I also learned that movements always start with just a few people — that’s how Gandhi started, that’s how Jesus started, that’s how Lenin started, for crying out loud. That’s how the United States started, too, with just a few people. That was a very important lesson for me to learn, and it has carried through for me in my work here at Leadership Education for Asian Pacifics. Because we’re doing leadership training, we feel very strongly about the power of the individual. Before individuals can learn, they have to feel like they can learn.

The other lesson I learned was to have a global vision. You don’t get that when you live in the United States, you get the opposite. When you live in one of the most powerful nations in the world, you think that other people revolve around you, you don’t revolve around them. We think that we have all the answers, we’re the best. You go over to another country and you find out that you know very little.


I thought that I was very sophisticated, but I found that I knew very little about how the Ethiopians lived, and how they thought, but they knew so much about our country. It forced me to see the world in a different way, that there are different viewpoints, different ways of looking at the same issue. And in today’s world, isn’t that what diversity is all about — accepting people for what they are, and accepting that their points of view are as valid as yours, and figuring out a way for us to get along?

When I’m doing leadership training, I often use my experience in the Peace Corps as an example.

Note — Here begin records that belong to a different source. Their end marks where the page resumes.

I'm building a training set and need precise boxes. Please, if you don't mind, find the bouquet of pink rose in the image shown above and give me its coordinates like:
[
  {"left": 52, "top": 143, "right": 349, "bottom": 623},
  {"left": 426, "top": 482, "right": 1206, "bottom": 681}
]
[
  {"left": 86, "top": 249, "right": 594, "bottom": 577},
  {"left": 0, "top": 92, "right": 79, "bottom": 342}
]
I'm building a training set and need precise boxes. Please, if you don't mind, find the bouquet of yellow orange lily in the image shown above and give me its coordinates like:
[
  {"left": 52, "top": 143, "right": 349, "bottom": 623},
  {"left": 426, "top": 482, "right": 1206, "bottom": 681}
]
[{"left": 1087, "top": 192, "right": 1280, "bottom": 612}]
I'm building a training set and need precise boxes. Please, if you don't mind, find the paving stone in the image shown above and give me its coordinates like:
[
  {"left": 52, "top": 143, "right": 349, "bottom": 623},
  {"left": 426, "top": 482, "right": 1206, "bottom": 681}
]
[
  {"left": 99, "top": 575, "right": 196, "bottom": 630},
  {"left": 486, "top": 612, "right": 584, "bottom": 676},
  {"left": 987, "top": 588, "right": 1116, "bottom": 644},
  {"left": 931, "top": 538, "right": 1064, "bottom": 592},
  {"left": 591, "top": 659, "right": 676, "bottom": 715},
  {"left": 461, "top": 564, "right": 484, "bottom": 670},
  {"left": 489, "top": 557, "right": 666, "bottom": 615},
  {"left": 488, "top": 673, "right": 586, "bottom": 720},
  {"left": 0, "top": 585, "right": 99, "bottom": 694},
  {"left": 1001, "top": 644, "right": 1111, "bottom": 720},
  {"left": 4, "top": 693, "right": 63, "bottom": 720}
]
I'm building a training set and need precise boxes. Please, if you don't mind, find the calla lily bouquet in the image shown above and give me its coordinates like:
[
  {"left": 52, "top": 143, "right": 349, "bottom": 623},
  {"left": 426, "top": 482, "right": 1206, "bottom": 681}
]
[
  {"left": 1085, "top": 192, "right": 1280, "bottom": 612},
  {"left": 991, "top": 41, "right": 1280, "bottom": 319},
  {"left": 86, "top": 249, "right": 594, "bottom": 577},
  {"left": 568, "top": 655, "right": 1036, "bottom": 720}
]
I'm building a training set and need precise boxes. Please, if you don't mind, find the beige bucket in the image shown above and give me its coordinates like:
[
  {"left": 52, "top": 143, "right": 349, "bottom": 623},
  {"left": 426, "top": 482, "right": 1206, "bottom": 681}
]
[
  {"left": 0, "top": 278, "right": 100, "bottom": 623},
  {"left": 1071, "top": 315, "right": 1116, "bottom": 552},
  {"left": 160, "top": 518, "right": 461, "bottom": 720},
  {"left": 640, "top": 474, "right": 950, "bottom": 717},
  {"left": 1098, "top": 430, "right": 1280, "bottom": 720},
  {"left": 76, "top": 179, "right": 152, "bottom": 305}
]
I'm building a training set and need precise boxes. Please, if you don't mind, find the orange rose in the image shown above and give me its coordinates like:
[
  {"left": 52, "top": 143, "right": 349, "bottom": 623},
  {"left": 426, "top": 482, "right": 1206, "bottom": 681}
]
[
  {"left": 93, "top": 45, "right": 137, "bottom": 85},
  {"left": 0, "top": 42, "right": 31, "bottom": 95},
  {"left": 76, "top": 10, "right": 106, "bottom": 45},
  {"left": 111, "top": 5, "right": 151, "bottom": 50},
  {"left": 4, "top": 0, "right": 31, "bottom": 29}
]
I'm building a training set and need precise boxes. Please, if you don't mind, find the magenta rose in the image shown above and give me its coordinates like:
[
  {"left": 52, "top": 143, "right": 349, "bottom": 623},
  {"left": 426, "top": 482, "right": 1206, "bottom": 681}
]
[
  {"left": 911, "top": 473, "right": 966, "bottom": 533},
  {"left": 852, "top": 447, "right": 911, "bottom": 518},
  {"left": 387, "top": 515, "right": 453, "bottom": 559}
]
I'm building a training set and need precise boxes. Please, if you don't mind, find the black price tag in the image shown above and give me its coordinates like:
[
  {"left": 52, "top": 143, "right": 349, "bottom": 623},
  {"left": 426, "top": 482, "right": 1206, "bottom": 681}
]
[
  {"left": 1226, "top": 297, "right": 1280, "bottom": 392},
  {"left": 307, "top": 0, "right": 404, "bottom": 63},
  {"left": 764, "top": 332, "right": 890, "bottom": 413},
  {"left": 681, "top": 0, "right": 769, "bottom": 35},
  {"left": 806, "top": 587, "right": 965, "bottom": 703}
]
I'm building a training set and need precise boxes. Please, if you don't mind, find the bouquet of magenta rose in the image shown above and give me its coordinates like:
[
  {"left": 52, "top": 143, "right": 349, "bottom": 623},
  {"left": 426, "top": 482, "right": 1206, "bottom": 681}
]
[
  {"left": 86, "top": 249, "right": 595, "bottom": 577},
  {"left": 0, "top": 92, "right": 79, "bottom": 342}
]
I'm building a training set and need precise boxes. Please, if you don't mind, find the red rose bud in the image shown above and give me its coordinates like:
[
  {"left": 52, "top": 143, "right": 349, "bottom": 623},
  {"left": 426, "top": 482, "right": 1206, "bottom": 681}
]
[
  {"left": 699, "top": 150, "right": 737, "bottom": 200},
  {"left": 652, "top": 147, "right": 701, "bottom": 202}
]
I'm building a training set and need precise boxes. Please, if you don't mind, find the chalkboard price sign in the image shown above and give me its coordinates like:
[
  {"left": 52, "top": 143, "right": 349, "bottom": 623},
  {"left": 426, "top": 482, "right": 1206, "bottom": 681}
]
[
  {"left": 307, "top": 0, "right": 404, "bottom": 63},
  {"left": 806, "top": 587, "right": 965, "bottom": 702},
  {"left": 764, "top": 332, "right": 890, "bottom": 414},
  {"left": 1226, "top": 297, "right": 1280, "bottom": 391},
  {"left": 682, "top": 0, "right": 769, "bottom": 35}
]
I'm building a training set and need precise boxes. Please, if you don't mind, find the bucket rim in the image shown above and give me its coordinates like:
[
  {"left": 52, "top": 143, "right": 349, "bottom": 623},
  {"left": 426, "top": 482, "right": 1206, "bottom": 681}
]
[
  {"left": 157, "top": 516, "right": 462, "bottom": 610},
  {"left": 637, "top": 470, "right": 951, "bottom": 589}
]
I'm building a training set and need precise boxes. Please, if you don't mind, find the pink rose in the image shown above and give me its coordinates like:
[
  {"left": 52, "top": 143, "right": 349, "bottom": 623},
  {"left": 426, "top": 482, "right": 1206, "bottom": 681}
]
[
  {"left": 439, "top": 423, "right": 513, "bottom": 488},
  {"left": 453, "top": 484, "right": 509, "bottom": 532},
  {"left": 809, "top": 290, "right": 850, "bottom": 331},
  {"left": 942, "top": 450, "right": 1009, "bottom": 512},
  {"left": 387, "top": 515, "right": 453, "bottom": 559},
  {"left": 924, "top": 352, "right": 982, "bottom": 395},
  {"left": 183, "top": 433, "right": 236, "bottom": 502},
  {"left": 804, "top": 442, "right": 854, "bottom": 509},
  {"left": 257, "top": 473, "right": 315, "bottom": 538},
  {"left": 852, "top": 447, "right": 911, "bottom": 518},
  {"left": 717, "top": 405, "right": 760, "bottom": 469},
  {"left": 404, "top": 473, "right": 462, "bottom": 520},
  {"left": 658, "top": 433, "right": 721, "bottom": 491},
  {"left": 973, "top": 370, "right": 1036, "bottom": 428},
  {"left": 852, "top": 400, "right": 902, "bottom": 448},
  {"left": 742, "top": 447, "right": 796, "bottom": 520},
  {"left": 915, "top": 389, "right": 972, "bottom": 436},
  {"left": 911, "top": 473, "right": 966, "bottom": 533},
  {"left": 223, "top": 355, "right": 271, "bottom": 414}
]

For instance, many people think you have to give up your values to be successful. They have a hard time understanding that you can keep your values but develop new skills, that even if I am a shy person, I can learn to be loud and aggressive when it’s necessary. When I went to Ethiopia, I had to learn the operating values of that society. But this didn’t mean that I had to give up my identity as an American.

In the Peace Corps, I also found out that the bottom line is that people are all the same around the world: People want to be happy, provide for their family, they don’t want to be sick. You get down to the basic things, no matter where you are, who you are, what country you live in.

I was there for two years, and when I came back, I pursued my career goals of teaching. I taught for a number of years, and then I got a little burnt out from teaching. When I needed a break, going into the community seemed natural to me after my experience in the Peace Corps. Going into the corporate world just didn’t seem right to me. So I turned again to nonprofit work, taking a job with Japanese American Citizens League, in San Francisco, eventually becoming acting national director. I, along with other individuals, started Leadership Education for Asian Pacifics in 1982, and took over the presidency of the organization in 1988.

When you change careers, it’s pretty scary, but that wasn’t a problem for me. One of the other greatest lessons I learned in the Peace Corps was adaptability and flexibility, not just to survive but thrive in a different situation. As soon as I landed in Ethiopia, I had to make all kinds of little decisions totally on my own. Here at home, it would be so easy: If I was going to have to rent a place, I could have just called up my folks and asked for advice. Over there, I learned that you have to just make decisions, and go with your gut feelings. So I’d think, if I could do it in the rain forest, then here in L.A.? That’s a piece of cake.